The series of storms left at least 21 people dead statewide — many of them were swept away by flash flooding. The damage is expected to surpass a billion dollars.
Some of the hardest-hit areas in the state include Sacramento, Santa Barbara, and Santa Cruz counties. In Sacramento, the damage is expected to cost at least $123 million alone. Santa Barbara is expected to cost $147 million and Santa Cruz $55 million.
Those numbers brought a federal commitment from the commander-in-chief to help California storm victims recover and rebuild.
President Biden said that plan has already been put into action with 500 FEMA agents on the ground in hard-hit areas and seven disaster help centers set up across the state.
"To the people in California, the country is here for you and with you," Biden said in Capitola Thursday. "We are not leaving until things are built back and built back better than they were before."
It was a presidential pledge that more money and help were on the way for storm-battered communities across California.
"Yesterday, I directed the federal government that we'll cover 100% of the cost of removing debris and emergency measures like sheltering evacuees and paid overtime for first responders for the next 60 days," Biden said.

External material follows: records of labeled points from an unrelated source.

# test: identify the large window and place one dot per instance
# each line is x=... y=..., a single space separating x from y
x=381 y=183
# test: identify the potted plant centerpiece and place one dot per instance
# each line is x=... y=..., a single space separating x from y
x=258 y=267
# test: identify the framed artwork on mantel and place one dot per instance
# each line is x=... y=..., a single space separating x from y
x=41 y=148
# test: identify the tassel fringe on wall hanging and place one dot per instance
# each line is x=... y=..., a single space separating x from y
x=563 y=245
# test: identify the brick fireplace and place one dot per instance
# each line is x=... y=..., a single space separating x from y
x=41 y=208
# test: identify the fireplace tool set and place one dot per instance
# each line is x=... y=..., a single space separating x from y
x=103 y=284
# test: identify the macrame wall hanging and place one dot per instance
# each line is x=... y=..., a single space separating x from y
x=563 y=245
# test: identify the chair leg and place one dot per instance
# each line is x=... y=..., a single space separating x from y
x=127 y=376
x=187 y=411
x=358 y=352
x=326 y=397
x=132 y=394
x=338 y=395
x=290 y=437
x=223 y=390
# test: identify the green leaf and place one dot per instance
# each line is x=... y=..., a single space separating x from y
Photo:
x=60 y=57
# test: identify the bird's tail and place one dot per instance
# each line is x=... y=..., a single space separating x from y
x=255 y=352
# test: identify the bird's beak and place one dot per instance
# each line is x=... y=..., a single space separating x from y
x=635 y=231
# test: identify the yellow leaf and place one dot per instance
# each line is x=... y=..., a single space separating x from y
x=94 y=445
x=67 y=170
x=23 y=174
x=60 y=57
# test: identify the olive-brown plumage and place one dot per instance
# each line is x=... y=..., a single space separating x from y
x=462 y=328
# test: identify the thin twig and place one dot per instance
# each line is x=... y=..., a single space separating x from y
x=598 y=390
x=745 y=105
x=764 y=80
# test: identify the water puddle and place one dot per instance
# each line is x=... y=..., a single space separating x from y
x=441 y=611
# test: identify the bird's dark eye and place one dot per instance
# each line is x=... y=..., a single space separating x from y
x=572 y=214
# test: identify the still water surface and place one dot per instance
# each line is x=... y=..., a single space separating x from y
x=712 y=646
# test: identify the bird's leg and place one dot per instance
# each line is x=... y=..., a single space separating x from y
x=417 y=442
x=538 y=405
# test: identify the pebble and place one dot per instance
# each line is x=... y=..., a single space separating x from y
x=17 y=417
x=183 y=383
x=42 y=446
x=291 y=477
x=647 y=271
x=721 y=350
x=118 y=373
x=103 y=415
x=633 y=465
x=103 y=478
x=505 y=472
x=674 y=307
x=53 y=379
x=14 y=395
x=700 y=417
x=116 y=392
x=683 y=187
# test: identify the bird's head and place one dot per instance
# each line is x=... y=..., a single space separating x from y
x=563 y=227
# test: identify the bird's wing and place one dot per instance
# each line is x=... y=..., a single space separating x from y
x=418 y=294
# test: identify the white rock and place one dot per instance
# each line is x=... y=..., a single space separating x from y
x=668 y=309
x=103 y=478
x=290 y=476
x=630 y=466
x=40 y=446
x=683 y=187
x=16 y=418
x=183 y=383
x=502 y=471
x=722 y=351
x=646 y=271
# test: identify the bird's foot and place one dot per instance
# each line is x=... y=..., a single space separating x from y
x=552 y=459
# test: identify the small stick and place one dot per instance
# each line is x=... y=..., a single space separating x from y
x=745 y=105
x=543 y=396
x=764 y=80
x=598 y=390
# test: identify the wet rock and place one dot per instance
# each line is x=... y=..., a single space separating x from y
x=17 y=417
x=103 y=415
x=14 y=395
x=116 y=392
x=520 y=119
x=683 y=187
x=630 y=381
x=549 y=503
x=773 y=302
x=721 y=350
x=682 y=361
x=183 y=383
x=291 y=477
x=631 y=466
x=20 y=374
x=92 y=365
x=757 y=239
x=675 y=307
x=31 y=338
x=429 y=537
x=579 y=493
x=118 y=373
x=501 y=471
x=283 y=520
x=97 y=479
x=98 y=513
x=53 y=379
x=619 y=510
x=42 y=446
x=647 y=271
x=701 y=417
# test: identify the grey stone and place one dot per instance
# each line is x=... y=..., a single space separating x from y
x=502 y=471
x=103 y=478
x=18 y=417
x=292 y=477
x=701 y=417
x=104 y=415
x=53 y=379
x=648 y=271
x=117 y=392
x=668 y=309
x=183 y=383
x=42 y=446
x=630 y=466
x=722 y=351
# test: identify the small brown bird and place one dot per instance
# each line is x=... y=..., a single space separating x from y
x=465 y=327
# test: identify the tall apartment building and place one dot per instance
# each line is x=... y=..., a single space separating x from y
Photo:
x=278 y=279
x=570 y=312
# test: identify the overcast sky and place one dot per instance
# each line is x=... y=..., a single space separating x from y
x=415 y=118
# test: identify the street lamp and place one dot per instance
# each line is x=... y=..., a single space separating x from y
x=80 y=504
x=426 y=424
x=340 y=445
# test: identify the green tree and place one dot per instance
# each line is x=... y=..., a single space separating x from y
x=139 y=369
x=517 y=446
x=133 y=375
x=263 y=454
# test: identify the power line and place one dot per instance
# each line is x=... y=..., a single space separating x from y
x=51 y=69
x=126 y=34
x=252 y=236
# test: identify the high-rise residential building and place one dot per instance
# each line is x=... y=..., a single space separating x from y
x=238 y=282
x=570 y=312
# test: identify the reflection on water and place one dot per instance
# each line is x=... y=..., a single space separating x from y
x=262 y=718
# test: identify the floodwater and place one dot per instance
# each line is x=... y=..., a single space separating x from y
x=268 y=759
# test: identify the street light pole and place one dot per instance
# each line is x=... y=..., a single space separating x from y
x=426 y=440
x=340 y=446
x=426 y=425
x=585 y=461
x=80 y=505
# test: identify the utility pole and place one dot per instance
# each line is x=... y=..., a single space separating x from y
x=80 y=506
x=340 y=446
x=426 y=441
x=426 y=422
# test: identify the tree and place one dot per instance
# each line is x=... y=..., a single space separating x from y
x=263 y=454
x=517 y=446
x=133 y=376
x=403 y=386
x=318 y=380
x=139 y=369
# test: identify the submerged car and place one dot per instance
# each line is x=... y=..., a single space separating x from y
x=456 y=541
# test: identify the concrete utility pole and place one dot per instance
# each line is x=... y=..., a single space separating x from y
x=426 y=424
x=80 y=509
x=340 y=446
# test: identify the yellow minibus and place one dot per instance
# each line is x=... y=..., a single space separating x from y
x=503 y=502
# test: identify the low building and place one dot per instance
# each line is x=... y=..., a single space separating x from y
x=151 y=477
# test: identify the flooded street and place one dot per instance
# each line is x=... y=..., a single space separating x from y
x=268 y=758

Air Force One touched down in Santa Clara and Santa Cruz counties where the President got to see the damage caused by historic storms firsthand.
"It's not as obvious from the air just how much damage has been done," he said. "You don't feel it until you walk the streets."
California Gov. Gavin Newsom was at the President's side throughout the tour, meeting with business owners and first responders and reaffirming federal support for the state's recovery.
"We're talking about being here when all of you are gone. When the cameras are gone and all the attention spotlights taken off, that's when California's at its best and we do our best work. But we could not do that without federal support," Newsom said.
President Biden said the full scale of the damage likely won't be known for a few more weeks when the waters recede.
"We know some of the destruction is going to take years to fully recover and rebuild, but we've got to not just rebuild, we've got to rebuild better," he said.